Implementation of Next Gen Data Warehouse
Päivitetty: 12. kesä 2019
Building a data warehouse should be started with conceptual modeling because it will create a durable and long lasting base for data warehouse. If the build is based on organization-wide common business concepts, data from different source systems can be integrated. Thus the utilisers of the data warehouse will get additional value. When conceptual modeling is done, designing the data warehouse can begin. Many important things need to be taken account in the design, such as data integration and historization, building in manageable portions and scalability of the data warehouse. All of these requirements are met in one method: Data Vault 2.0 (DV2), where modeling is based on a set of rules. Because of its set of rules, the design can be automated with dedicated tools.
One good tool for automatization is WhereScape, which enables the design in a model driven approach. In this case, a logical model is generated from the conceptual model based on conversion rules entered into the tool. The desired data mapping is added to the logical model from the source system interfaces, after which they are categorized with DV2 -categories. After categorizing, the design and implementation of the DV2 data warehouse can basically be left to WhereScape software.
In the following chapters, the three-layer architecture of a modern data warehouse, namely the conceptual model, the logical model, and automation of the staging area and the data vault (physical layer consists of staging are and DV) will be further elaborated. These will be done in a chronological order according to the implementation.
In conceptual modeling of a data warehouse, concepts - which have data behind them - are being modeled. The goal behind the modeling is to find common organization-wide concepts. The conceptual model is primarily a communication tool between different parties in a data warehouse project, as it shows what is supposed to be brought to the data warehouse or what already is there in a one glance.
In a conceptual model (Picture 1) concepts can be divided into different categories. Masterdata is a register type data, such as a customer, a concept which is common to the whole organization. Contract data is data, which has a clear expiration date, such as customership. Event data contains, for example, a receipt linked to a customer. If event data contains two-level information, for example receipt-row of a receipt, it can be divided into two different concept categories: header - detail. Lastly reference data which is usually codes, information that rarely changes.
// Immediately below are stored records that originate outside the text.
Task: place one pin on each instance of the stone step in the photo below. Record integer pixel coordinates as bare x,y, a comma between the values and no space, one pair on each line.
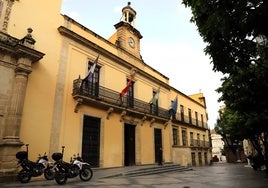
155,170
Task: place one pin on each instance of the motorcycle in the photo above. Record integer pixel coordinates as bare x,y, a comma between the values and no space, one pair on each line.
33,169
65,170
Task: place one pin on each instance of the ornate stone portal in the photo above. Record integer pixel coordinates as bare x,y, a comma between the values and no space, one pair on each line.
16,58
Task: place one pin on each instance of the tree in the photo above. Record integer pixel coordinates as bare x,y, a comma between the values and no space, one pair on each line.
236,33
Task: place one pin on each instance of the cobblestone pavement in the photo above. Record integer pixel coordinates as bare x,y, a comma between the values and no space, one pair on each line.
216,176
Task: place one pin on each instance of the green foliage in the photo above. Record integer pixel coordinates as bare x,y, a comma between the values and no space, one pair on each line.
236,34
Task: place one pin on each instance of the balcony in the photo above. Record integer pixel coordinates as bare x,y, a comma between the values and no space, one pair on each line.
104,98
199,143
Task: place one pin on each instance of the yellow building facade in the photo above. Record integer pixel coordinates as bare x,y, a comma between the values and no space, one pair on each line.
46,102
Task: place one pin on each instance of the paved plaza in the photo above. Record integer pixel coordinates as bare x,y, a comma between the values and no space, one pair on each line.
215,176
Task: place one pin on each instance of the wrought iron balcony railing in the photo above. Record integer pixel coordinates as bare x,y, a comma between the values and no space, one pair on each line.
99,94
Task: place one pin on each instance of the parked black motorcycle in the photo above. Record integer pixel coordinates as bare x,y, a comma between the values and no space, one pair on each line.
33,169
64,170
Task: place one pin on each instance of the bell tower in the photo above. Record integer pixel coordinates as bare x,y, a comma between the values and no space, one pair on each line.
127,36
129,15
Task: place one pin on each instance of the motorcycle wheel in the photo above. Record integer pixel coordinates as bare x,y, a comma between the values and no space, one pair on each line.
86,173
49,173
24,176
60,178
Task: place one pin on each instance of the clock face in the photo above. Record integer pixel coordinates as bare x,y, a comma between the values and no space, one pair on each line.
131,42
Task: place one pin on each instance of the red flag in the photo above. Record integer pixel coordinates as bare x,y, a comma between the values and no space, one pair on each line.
125,90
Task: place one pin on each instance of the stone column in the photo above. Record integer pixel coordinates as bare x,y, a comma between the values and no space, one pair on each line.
13,121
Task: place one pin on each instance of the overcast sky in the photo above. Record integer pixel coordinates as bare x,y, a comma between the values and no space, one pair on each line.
170,43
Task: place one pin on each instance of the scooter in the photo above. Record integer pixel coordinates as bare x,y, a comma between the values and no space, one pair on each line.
65,170
33,169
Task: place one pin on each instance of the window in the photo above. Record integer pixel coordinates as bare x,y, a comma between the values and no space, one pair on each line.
202,120
91,86
1,7
175,136
190,115
198,139
184,137
182,112
130,95
196,118
191,139
204,140
154,105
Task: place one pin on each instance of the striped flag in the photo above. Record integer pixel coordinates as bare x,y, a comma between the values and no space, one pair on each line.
91,70
125,90
173,108
155,97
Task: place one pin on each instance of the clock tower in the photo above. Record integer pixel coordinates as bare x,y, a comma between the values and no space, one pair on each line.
127,36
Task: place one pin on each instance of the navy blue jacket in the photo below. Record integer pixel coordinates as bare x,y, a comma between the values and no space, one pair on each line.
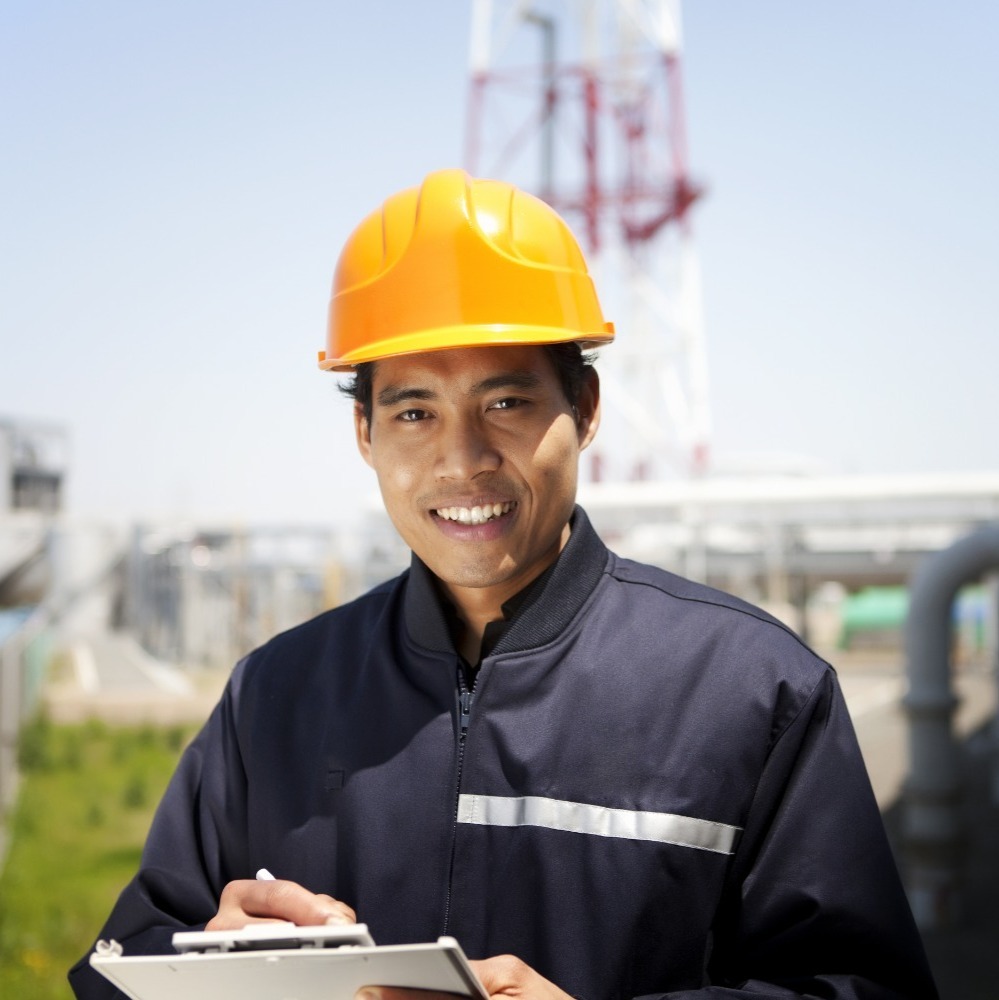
656,789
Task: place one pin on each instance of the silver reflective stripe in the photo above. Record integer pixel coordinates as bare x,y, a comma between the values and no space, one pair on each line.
599,821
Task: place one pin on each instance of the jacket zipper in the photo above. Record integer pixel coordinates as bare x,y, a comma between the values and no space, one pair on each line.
464,713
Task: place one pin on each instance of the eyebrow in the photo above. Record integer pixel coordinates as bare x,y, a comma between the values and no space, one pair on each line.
523,380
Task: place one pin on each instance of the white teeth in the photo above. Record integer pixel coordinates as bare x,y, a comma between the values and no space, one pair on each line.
475,515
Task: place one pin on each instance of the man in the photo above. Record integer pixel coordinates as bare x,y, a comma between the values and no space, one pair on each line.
604,780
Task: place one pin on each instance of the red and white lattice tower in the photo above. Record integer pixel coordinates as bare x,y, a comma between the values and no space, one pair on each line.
581,102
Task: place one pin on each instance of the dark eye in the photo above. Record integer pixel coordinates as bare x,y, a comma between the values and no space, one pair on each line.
411,416
507,403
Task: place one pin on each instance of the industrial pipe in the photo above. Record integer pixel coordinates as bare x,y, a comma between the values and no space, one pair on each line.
933,835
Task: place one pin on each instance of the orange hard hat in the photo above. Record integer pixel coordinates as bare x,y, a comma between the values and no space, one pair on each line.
459,262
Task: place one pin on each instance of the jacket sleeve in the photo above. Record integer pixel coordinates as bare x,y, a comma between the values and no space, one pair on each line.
196,844
814,905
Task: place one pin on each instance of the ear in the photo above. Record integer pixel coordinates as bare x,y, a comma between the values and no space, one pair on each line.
362,432
588,409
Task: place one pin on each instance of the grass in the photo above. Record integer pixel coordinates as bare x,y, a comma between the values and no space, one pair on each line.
86,800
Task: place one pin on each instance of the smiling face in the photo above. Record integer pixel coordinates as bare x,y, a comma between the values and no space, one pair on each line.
477,453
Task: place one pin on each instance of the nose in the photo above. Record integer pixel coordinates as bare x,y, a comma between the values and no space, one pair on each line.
465,451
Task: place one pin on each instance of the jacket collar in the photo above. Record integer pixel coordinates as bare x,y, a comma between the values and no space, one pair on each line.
547,610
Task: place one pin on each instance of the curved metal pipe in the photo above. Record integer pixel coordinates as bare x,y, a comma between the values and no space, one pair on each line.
932,830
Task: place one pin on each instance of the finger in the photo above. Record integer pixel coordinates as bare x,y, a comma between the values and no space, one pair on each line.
249,901
290,901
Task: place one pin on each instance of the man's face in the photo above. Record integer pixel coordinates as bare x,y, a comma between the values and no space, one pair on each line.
477,454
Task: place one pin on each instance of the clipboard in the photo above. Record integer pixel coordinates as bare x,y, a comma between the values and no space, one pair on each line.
281,961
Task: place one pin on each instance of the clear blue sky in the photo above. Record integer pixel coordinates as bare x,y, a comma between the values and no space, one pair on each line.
177,179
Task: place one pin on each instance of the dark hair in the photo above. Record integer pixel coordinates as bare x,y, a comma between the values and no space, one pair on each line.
570,363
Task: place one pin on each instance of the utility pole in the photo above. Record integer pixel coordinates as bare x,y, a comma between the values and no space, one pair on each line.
596,127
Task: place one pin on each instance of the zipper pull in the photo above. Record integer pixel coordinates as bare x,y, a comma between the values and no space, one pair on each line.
465,699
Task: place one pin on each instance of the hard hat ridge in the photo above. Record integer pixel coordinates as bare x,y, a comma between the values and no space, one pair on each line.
459,262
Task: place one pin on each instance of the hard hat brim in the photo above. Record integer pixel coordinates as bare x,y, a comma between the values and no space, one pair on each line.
451,338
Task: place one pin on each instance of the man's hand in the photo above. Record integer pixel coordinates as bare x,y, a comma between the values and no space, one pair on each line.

When a concept is brought to a conceptual model, it will be attached to others with relations. Relations are usually from one to many, for example customer - receipt, where a customer can have several receipts, but a single receipt is only for one customer.
In a conceptual model an organization wide business key information can be linked to a concept. If the concepts have been modeled to represent the business, the change of a source system will not require substantial changes in the data warehouse. Thus business keys are the most important components of the data warehouse.
When concepts and their relations have been modeled, a logical model of the data warehouse can be derived from the conceptual model. With WhereScape -software a logical model can be directly converted from the conceptual model using the conversion rules (Picture 2). After the logical model is done, a connection will be made to the data in the source systems. Corresponding key fields from the tables in the source system interface will be mapped to all of the automatically generated key fields of the logical model.
In a logical model we need to know what DV2-category each field of the logical model corresponds to. Key fields for the concepts generated in the conversion will be categorised during the conversion on the basis of the conversion rules. Also, for the categorising of the attributes added from the source system, a new set of conversion rules can be made, which can then be run after the import of the attributes. Most common and essential DV2-categories are: business key, unit of work, reference attribute and low (or other) velocity attribute. After the categorising the logical model is finished, so that the staging area can be formed.
A staging area will be generated from the logical model using conversion rules (Picture 3), where one of the concepts of the logical model corresponds a table in the staging area. Fields in the table are formed from fields defined in the logical model and fields essential to DV2-modeling, such as hash fields and timestamps. There are two types of hash fields: those, which are formed from business keys (_hk), and those which are used in historization (dss_change_hash -fields). For codes, or reference data, fore mentioned fields will not be made. Reference tables can be left in the staging area on the modeling level.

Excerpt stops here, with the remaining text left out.